Now trace a metadata change. A user runs CREATE TABLE sales.orders ... against one coordinator. That coordinator asks the catalogd to perform the DDL; the catalogd creates the table in the Hive Metastore, updates its own authoritative catalog, and publishes the new/changed catalog objects as an incremental update to the catalog topic. The statestore fans that delta out to every subscribed impalad, each of which applies it to its local catalog cache. Within a short window, every daemon in the cluster knows about sales.orders and can plan queries against it — without any daemon having queried the Metastore directly. The statestore turned one DDL into a single broadcast rather than N independent metadata fetches.

Consider the statestore restarting mid-operation — the soft-state payoff. Suppose an operator restarts statestored. For a brief moment it has no topics and no subscribers. The running impalad daemons, acting on their already-cached membership and catalog state, keep planning and executing queries — the statestore is not on the query hot path, so in-flight work is unaffected. As the daemons detect the statestore is back, they re-register as subscribers and re-publish their state; the catalogd re-publishes the catalog topic. Within seconds the statestore's in-memory view is fully reconstructed from the live cluster, and delta delivery resumes. Nothing was persisted and nothing needed to be, because every piece of state the statestore carries is owned by some daemon that can supply it again.
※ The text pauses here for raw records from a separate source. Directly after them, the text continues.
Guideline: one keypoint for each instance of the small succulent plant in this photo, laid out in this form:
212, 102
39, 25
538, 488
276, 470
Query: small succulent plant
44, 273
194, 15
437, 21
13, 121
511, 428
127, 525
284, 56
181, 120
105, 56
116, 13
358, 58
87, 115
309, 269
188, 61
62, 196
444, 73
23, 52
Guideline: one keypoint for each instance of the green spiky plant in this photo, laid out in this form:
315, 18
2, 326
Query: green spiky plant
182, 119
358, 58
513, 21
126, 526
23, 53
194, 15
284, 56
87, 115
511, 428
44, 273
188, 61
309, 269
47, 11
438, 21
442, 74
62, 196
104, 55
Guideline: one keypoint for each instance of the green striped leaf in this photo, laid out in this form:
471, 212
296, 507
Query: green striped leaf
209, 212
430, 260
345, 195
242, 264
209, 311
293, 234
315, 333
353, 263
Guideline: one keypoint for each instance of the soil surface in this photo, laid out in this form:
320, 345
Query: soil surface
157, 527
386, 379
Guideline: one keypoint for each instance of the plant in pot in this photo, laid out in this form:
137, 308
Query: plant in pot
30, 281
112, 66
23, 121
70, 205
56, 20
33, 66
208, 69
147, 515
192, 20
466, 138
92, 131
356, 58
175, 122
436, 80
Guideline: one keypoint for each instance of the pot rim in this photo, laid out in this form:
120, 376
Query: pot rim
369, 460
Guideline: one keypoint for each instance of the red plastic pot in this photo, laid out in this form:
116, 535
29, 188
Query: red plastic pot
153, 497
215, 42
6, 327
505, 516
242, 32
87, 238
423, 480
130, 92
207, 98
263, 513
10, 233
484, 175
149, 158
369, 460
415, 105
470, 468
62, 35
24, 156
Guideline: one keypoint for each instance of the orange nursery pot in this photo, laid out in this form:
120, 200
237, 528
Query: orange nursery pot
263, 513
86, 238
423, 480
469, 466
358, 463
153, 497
Finally, the steady state. Heartbeats flow continuously between the statestore and every subscriber, doubling as the topic-update channel. Membership is stable, so most heartbeats carry no membership delta. The catalog changes only when DDL or a metadata refresh happens, so most heartbeats carry no catalog delta either — the incremental, versioned design means quiet periods cost almost nothing. When a change does occur, it is published once and propagated everywhere. The cluster runs with each daemon holding a fresh-enough local view, the statestore quietly relaying changes and watching for the silence that means a daemon has died, and the whole coordination fabric staying off the latency-critical path of the queries it serves.